Housing is key to revitalising the North of England, but it’s more important to look to the future than the past, says Carol Matthews, Riverside’s Chief Executive.
Good quality, affordable housing of the right type and in the right place is essential to the health and wellbeing of individuals and communities. It should also be seen as an essential precondition for the economic renaissance of our great Northern cities. If we are serious about closing the gap in economic output and productivity which plagues the North, housing is key.
Riverside is part of Homes for the North (H4N) – an alliance of 19 large developing housing associations who have put housing at the heart of the North’s economic revival.
As a group, we have at times found ourselves, not unreasonably, being asked; “So, just how many homes does the North really need?” And we have been scrabbling around for a convincing answer. That is until now.
Working with planning consultants, Lichfields, we set out to address this question directly, starting with a bottom-up approach – reviewing existing local plans of the 72 northern local authorities and aggregating the level of ‘Objectively Assessed Need’ identified in each plan.
During the research, we stumbled across the problem highlighted in the Housing White Paper published earlier this year; inconsistency. These local authority assessments have been undertaken at different times, using different baselines, methodologies and assumptions about growth. To counter this, we performed a ‘reality check’, taking Government household projections, and overlaying ambitious, but realistic, economic growth scenarios.
So, what’s the answer? How many new homes does the North need?
Half a million.
That‘s the number we project the North will need over the next 10 years, to support the sort of economic ambition set out in the Northern Powerhouse Independent Economic Review. This equates to 50,000 each year.
However, in the wake of the White Paper, the Government’s recently published consultation “Planning for the Right Homes in the Right Places” has the potential to undermine a target for growth.
Early analysis suggests the Government’s proposed method for establishing need – and published housing projections by locality – will only perpetuate the overheated markets of the South, and could mean the North contributes very little to solving the nation’s housing crisis. This is because the method is essentially backward looking – dealing with yesterday’s market failures rather than tomorrow’s ambitions for growth.
This would mean missing a massive opportunity.

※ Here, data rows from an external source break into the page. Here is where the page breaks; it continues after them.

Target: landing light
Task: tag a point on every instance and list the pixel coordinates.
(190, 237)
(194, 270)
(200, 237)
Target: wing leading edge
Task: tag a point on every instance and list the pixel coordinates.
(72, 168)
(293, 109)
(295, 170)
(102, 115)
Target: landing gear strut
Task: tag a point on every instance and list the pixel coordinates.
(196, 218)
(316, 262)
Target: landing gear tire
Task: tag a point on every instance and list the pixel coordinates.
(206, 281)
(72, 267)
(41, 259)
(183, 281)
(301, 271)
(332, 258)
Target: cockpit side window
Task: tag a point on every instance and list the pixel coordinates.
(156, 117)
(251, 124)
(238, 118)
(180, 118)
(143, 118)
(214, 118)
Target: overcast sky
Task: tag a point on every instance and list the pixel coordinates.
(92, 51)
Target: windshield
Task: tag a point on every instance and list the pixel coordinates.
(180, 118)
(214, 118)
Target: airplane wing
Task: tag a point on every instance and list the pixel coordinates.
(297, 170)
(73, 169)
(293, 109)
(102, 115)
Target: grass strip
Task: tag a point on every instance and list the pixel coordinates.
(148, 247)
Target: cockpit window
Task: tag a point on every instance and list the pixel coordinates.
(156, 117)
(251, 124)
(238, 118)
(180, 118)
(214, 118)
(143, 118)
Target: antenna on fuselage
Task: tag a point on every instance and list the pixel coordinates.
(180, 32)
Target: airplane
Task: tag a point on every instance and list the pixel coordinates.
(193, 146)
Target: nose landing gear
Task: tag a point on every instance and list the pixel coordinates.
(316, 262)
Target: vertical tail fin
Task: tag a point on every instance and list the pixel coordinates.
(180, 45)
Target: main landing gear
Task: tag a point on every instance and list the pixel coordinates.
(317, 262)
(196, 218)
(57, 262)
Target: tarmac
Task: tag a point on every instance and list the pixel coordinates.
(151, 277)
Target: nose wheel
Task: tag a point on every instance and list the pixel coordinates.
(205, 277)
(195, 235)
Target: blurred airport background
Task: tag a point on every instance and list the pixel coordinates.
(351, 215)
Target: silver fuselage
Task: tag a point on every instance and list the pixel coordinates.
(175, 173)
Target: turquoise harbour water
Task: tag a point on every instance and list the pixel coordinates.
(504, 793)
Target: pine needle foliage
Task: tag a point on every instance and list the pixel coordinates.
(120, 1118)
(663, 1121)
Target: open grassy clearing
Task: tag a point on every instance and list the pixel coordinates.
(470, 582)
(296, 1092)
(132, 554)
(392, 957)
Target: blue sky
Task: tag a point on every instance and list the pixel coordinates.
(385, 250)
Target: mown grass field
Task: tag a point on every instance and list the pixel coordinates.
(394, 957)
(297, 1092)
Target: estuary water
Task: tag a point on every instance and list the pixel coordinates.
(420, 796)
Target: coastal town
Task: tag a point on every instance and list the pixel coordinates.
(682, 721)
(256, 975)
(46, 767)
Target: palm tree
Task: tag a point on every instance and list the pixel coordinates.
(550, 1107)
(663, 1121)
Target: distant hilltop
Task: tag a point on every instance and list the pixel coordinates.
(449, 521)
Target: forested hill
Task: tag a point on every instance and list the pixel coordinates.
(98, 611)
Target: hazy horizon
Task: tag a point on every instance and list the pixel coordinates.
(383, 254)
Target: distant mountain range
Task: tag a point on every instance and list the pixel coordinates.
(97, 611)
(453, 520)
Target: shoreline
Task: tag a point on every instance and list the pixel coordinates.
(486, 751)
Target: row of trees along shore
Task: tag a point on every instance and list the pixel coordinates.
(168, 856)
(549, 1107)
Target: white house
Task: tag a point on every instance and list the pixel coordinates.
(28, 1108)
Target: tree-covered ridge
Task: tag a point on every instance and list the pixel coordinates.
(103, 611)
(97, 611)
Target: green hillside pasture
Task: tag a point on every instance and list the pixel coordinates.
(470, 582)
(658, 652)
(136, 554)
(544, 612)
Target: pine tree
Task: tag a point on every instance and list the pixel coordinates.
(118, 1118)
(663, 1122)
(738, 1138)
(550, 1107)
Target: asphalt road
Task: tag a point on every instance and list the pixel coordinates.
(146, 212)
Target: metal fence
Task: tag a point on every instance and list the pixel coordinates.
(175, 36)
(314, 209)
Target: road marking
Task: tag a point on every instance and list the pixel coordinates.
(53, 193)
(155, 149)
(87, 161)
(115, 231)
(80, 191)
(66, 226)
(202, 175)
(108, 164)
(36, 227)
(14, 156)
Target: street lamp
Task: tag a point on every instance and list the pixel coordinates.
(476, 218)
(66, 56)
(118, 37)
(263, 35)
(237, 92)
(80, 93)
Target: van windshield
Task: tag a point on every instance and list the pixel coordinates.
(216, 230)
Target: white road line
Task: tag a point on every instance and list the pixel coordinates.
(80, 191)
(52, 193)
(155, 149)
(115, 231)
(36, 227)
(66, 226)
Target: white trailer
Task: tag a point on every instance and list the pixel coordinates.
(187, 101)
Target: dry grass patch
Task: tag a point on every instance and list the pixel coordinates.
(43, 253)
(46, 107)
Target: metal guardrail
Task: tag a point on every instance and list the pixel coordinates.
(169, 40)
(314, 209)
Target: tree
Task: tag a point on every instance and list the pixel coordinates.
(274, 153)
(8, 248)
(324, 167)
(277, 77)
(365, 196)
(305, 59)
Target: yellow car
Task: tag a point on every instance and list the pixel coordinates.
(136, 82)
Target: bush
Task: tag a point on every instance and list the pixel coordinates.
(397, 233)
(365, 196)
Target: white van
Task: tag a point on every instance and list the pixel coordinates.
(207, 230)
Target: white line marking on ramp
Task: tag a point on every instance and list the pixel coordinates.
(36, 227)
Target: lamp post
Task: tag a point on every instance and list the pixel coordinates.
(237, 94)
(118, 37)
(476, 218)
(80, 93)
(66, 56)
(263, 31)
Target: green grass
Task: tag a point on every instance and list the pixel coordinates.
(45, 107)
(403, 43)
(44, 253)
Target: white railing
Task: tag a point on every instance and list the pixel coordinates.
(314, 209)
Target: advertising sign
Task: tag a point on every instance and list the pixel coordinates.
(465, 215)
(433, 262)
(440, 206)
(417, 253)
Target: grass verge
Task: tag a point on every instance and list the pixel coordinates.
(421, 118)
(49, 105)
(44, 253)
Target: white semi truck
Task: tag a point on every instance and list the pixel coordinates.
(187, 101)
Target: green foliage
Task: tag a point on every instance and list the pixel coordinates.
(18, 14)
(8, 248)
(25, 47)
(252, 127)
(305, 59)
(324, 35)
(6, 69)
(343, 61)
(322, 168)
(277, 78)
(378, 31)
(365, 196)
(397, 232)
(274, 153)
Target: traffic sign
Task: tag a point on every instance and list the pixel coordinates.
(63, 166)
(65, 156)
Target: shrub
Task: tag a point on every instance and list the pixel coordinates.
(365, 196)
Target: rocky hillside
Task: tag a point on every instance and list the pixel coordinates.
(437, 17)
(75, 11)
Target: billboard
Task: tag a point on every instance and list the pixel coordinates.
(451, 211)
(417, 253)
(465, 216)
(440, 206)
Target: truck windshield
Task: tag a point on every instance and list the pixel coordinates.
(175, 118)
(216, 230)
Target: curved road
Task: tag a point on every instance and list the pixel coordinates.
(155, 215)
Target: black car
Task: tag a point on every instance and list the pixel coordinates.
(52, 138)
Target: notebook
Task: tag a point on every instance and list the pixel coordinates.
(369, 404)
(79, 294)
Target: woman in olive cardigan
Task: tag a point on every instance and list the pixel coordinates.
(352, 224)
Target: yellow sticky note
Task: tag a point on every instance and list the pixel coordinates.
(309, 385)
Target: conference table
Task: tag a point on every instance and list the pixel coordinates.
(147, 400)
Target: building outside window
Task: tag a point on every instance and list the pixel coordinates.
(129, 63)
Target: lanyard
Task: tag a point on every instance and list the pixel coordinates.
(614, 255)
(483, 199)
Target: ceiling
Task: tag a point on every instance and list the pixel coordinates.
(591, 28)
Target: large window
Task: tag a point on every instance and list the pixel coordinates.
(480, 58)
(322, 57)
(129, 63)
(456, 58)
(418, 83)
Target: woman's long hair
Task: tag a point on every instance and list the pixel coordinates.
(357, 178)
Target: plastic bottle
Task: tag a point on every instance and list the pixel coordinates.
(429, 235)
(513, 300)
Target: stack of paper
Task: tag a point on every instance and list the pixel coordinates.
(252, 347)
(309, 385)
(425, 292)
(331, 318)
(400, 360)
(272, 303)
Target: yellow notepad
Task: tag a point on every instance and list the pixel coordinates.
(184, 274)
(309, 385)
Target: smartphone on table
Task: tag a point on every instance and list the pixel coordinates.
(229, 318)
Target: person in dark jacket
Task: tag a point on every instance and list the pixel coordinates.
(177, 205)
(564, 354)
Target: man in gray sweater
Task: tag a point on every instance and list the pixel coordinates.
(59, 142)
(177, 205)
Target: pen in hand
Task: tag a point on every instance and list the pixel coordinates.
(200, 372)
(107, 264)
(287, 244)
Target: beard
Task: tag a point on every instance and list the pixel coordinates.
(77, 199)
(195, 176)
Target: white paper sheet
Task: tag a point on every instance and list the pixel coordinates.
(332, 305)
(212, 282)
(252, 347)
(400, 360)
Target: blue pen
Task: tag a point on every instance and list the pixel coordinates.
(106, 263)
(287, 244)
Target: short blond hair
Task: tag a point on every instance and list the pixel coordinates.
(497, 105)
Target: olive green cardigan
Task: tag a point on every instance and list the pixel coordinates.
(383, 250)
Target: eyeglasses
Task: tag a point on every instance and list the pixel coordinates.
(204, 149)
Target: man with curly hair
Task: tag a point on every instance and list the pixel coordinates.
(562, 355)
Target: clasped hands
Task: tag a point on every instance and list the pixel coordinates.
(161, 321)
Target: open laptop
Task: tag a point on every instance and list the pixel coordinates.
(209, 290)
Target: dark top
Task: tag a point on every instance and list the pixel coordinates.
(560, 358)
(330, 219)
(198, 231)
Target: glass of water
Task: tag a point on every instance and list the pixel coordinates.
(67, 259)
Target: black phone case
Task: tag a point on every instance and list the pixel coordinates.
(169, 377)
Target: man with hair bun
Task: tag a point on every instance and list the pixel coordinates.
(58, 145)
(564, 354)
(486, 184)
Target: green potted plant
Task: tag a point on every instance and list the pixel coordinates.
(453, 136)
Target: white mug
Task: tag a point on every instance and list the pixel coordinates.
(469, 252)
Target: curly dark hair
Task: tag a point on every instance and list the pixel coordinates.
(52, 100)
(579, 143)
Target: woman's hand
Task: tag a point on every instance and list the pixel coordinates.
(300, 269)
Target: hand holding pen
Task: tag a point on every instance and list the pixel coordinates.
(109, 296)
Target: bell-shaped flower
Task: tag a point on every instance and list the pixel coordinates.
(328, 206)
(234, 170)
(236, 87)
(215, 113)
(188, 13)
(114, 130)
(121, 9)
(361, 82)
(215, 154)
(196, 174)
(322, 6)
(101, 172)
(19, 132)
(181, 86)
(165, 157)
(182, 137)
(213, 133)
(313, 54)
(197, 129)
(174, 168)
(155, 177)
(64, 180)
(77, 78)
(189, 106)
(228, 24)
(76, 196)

It would also do little to support a rebalanced the economy, which should surely be a fundamental plank of the Industrial Strategy.
It’s easy to get obsessed with numbers though, and the continued revitalisation of many areas in the North requires so much more. Quality, diversity and value for money of housing is essential to make the North somewhere people want to live, whilst improving its attractiveness for businesses and future investment. Even the Secretary of State seems to get this, recently announcing a root and branch review of social housing through a new Housing Green Paper. In doing this he said: “What role can social housing policy play in building safe and integrated communities, where people from different backgrounds get along no matter what type of housing they live in?”
In answer to this, we as housing providers (quite literally) hold the key to unlocking the North’s potential by helping to build safe and integrated communities. Personally, I am aglow after visiting three extra care schemes in Sunderland recently and seeing the intergenerational communities they house. Each scheme provides fantastic, modern accommodation for both sale and rent, for people aged 55+ looking to downsize, as well as those with care and support needs. This includes self-contained apartments, with care services onsite and a range of communal facilities. Not only is there provision for safe and secure accommodation, but jobs are also created in the short and longer-term through apprenticeships in the construction industry, work for trade suppliers and sub-contractors and ultimately management, care and support services.
Benefits of diverse housing schemes such as these are far-reaching and we need many more of them. We should not be looking to what has been done in the past to determine future housing supply. As Abraham Lincoln once said; “The best way to predict your future is to create it.” We need to be striving to achieve more, not less, to generate truly sustainable Northern cities.